Extraction of Aged Hydrocarbons from Contaminated Soil Using Plant-Oil-in-Water Emulsions Combined with Oil/Water Separation by Reusable Non-Wovens

Abstract

A novel technique for the in situ removal of mineral hydrocarbons from aged brownfields is described. The approach uses emulsions of plant oil (5–10%, rapeseed) in water, which were found to extract 50–85% of mineral hydrocarbons in one leaching step from the non-saturated zone. The emulsion was allowed to travel though the ground and was pumped off from the groundwater level. Approximately 15–50% of the plant oil stayed in the soil. By flushing the area with water afterwards, that amount can be reduced to 10–30%, and in some cases to <5%. This process is only suitable for sand, not for clay. It can be a good preparation for subsequent enzymatic cleavage and microbiological degradation, as part of a multi-stage in situ treatment process. Additionally, plant oil that infiltrated into the saturated zone was used to flush mineral hydrocarbons, which could be pumped off from the groundwater level. It was further tested whether the separation of mineral oil/plant oil and water can be performed by oil-absorbing, reusable non-wovens.

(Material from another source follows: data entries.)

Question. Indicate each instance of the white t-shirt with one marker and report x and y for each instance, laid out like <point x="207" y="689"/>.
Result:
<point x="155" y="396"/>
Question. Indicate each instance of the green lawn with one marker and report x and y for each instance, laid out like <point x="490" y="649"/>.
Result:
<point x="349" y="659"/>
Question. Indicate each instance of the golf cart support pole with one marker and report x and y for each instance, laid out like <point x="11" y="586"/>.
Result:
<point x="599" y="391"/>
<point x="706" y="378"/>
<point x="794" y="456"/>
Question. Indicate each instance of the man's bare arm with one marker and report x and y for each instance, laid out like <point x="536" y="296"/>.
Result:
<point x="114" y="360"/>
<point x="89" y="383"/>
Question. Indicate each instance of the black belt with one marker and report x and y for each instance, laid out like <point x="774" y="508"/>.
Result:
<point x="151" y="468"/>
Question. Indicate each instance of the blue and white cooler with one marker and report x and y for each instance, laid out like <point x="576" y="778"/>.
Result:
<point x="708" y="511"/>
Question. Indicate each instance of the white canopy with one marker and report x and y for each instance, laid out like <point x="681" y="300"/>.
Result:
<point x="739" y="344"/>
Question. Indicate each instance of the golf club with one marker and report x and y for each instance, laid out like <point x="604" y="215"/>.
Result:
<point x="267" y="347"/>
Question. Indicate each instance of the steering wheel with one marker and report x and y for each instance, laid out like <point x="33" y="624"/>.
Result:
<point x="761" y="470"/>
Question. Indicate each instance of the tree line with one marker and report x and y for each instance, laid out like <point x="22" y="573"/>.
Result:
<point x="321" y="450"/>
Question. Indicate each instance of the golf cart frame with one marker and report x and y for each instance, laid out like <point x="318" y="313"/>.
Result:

Residual concentrations of <2% of water in oil, and 0.3–0.7 mg/L of oil in water were found. In this work, lab trials led to field trials, where more than 500 m3 of water were sent over a pilot installation for oil/water separation using non-wovens. A slightly better separation performance than by oil separators was observed. This process has the potential to be combined with a regular oil separator to allow water purification to a level at which it can be reintroduced into the ground. The technique was tested on a brownfield in Lower Austria, a former refinery site abandoned approx. 80 years ago with a peak hydrocarbon contamination of 40,000 mg/kg of dry soil and free-floating mineral oil on the groundwater level. Since in situ techniques can be more environmentally benign and less costly than traditional remediation approaches, this novel approach holds an interesting potential, which could be proven at a technology readiness level (TRL) of 5.